Węglowodany są zbędnym obciążeniem procesu trawienia, a ich nadmiar jest niekorzystny dla zdrowia psa.
Pies w naturze zjada zboże (nośnikiem jest ofiara), jednak surowe, także takie powinno występować w diecie. Idąc Twoim tokiem rozumowania, wszystko co przetworzone i nie szkodzi psu, może być stosowane w diecie, może więc zaczniemy stosować budyń, kisiel i inne cudeńka?
Odnosząc się do Twojego ostatniego zdania... Miliony psów na świecie żywią się tym co znajdą w śmietniku i żyją pewnie całkiem zdrowo (swoją drogą masz wyniki tych psów żywiących się głownie wypełniaczami? Bo to, że pies chodzi i wygląda na zdrowego nie znaczy że taki jest), więc może zaczniemy nasze psy też tak karmić?

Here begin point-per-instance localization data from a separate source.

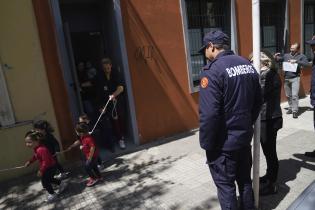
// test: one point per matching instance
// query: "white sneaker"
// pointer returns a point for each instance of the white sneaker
(51, 197)
(62, 187)
(62, 175)
(122, 144)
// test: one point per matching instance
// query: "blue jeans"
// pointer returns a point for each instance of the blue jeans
(291, 88)
(228, 167)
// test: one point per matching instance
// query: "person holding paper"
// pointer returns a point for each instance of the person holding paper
(292, 64)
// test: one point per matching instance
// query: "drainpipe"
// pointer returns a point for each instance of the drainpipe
(256, 59)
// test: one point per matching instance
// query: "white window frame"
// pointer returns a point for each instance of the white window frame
(6, 112)
(233, 35)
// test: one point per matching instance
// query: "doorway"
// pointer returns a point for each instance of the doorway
(87, 32)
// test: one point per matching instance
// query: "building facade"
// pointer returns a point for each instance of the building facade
(154, 44)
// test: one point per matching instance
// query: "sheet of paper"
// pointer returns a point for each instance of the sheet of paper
(287, 66)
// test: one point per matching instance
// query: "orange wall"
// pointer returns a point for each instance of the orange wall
(157, 62)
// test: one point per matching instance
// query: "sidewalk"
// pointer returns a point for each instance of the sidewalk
(172, 175)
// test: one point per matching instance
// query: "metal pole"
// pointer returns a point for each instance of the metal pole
(256, 59)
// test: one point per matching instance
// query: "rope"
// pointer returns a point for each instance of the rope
(99, 117)
(114, 110)
(9, 169)
(63, 151)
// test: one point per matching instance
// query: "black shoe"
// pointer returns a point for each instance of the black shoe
(289, 111)
(310, 154)
(269, 189)
(263, 179)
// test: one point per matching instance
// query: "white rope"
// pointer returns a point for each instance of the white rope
(9, 169)
(114, 111)
(100, 116)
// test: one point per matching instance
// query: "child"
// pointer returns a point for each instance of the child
(47, 164)
(90, 151)
(84, 118)
(51, 143)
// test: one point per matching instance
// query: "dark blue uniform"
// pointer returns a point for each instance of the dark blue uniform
(229, 104)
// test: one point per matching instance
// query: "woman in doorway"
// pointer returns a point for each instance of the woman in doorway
(271, 121)
(111, 87)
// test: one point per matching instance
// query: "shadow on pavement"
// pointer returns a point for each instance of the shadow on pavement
(303, 109)
(126, 185)
(288, 170)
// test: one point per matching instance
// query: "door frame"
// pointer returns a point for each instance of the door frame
(123, 51)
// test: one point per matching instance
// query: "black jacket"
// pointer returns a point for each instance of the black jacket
(229, 103)
(271, 92)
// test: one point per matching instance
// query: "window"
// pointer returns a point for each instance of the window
(6, 113)
(309, 26)
(202, 16)
(272, 26)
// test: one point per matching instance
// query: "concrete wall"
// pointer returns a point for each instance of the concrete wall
(157, 61)
(27, 82)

Yorki i pseudoyorki to psy niestety skrzywdzone przez ludzi. Mam znajomych, którzy używają ich przy polowaniach i od zawsze psy dostają do jedzenia tylko i wyłącznie pokarm surowy (często jeszcze na wpół żywy). Psy bez problemu poradzą sobie z zającem, bażantem, czy innym ptakiem.
Niestety moda robi swoje, paniusie noszące pieseczki w plastikowych torebeczkach, karmiące je kabanosami, piersiami i "Broń Boże kostkami, bo jej misiu pysiu się zakrztusi! Przecież to taka kruche słitaśna psineczka!"
Owczarki z problemami skórnymi po mięsie? Dobre sobie

A uczulenia nie są wywołane nadmiarem białka, a kurczakiem, który jest wysoce alergiczny.